In times of low investment in public buildings and housing as well as changing demand in housing and recreational spaces, urban development concepts need to be flexible and adaptable in the long term. The concept for the Columbia Quarter, a prime location adjoining intact existing urban fabric, is to develop an adaptable and alterable image of the city that can expand successively at a variable pace but does not look unfinished in the interim. Instead each phase has a legible quality of its own. The result is a process-driven matrix whose parts are mutually complementary without being dependent on one another.
The urban quarter can grow according to the requirements of the city and its citizens. By embracing the principle that ‘people make the city’, opportunities are created for temporary uses to be make use of unused potential, out of which permanent structures can arise over time. While the new quarter adheres to the idea of ‘extending the city’ and connecting with the adjacent urban fabric, it also makes a clear distinction to its surroundings. For example, the new urban plan respects the vast scale of the existing airport at Tempelhof but its monumental and inhuman scale is broken down through the use of smaller-scale structures that together form an edge that continues the arc of the airport building.
Shifting the fences and cultivating identity – To begin with, areas with potential for temporary uses will be made accessible to the public. With minimal financial effort, space in the inner city can be made available. A looping path, the so-called pioneer-band, will be created for use by urban pioneers, sports facilities and the many temporary uses so typical of Berlin, such as cafés, galleries, clubs and restaurants. It is an urban playground for temporary uses that makes use of existing urban fabric and open spaces such as softball fields or tennis courts. Additional temporary structures can be erected and later removed and re-erected elsewhere.

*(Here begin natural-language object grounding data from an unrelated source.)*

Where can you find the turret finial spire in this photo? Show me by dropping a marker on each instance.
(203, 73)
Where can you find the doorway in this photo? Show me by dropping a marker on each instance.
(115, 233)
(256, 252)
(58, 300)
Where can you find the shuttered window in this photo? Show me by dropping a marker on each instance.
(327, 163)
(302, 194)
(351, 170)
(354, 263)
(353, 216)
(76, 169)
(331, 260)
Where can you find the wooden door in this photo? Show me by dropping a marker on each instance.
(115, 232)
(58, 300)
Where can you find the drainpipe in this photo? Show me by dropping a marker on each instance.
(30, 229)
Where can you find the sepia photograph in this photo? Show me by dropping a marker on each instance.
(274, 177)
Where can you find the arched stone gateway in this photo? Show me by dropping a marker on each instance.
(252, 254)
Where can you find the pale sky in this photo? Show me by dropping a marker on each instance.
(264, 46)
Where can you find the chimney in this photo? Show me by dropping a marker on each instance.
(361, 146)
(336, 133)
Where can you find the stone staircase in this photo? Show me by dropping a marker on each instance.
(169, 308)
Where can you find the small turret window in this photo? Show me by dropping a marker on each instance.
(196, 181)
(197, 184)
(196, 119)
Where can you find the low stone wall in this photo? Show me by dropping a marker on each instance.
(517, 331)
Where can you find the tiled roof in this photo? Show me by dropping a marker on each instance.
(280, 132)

Development of the quarter
As the quarter begins to acquire identity, it attracts investment and an accompanying gradual rise in property value that signals the start of the second phase, the Stadtband, which features predominantly urban housing. A road runs the length of the quarter connecting the existing facilities, and with cross-roads defines the urban blocks and land parcels. Local amenities such as children’s nursery on a former softball field, a landmark building for the innovation sector or a centre for sustainability and community will be built.
The final phase is densification. The development of the band can respond to new concepts drawn up as part of the IGA and IBA development processes. The urban band will gradually fuse with the neighbouring district of Neukölln and local centres will arise along the Tempelhofer Promenade. Spaces that have served temporary uses may be extended or converted into more permanent, lasting structures.